Cavemen who roamed the earth were Meander-thals.
Archeology has taught us that our ancestors were skeletons that lived underground and drank from broken cups.
INTERVIEWER: Under special skills, you wrote you can be distant and vague?
ME: *staring out the window* Idk, maybe.
My little boy told me he wants to pass out hand sanitizers for Valentine’s Day bc he’s sick of everyone’s germs.
“I wanna be your friend, but please clean your hands first.”
roses are red
violets are blue
i hate the sounds
you make when you chew
Being illiterate and having a girlfriend would be easy. They’d be like “did you get my text?” and you could just be like “I can’t read.”
hello pervert is such a strong opener
When I get old, I’m going to buy a monster costume to terrorize people for own personal gain, like a Scooby-Doo villain.
[cop trying to cuff me] Stop. Doing. Jazz. Hands.
I’m not sure how much longer I can live in the city. The seagulls, the flies, the rats. They’re all so expensive here.

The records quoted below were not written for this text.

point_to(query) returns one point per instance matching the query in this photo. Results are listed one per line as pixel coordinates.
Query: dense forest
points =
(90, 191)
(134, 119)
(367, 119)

I started an argument in a Yahoo! chat room back in 1999 that is still going on.
*school is cancelled indefinitely*
My kids: Mom, why are you crying?
Why yes, I do live under a rock. It’s called the moon.
If insanity is doing the same thing over & over and expecting different results, I must be sane cause I don’t even like doing things once.
My right eye is twitching like it’s at some kind of techno dance party that the rest of me wasn’t invited to.
Remember, when you’re driving in the snow, it’s important to speed up and go as fast as you can so you don’t get stuck.
Schrödinger: you see, there’s no way of knowing if the cat is alive or dead
Box: *violently shakes and hisses*
Schrödinger: … it’s a paradox
Box: *screeches threateningly*
[gf comes home after spray tanning]
Hey, orange you looking good!
“Thanks”
Anytime, pumpkin!
“You’re sweet”
You’re one in vermillion!
Crucifixion art is so depressing. Every time I look at Jesus, I can’t help thinking…I’ll never have abs like that.
Nothing like an episode of “I Didn’t Know I Was Pregnant” to make you feel like a Harvard double major.
Never share breakfast with a duck‼️
Mark Zuckerberg I know you are a new parent but it’s way more fun to tell children you are giving away their inheritance when they are teens
Mom, can I have another piece of pecan pie?
“You mean MAY, not CAN”
Ok, mom can I have another piece of pemay pie?
Soda bread tastes so good after I remove 200 raisins from each square inch of bread.
Me: Hi, yes I have a reservation for one womb with a view?
Receptionist: What?
Husband: [Exasperated sigh] we’re here for an ultrasound.
You dance like nobody is watching. I eat like that.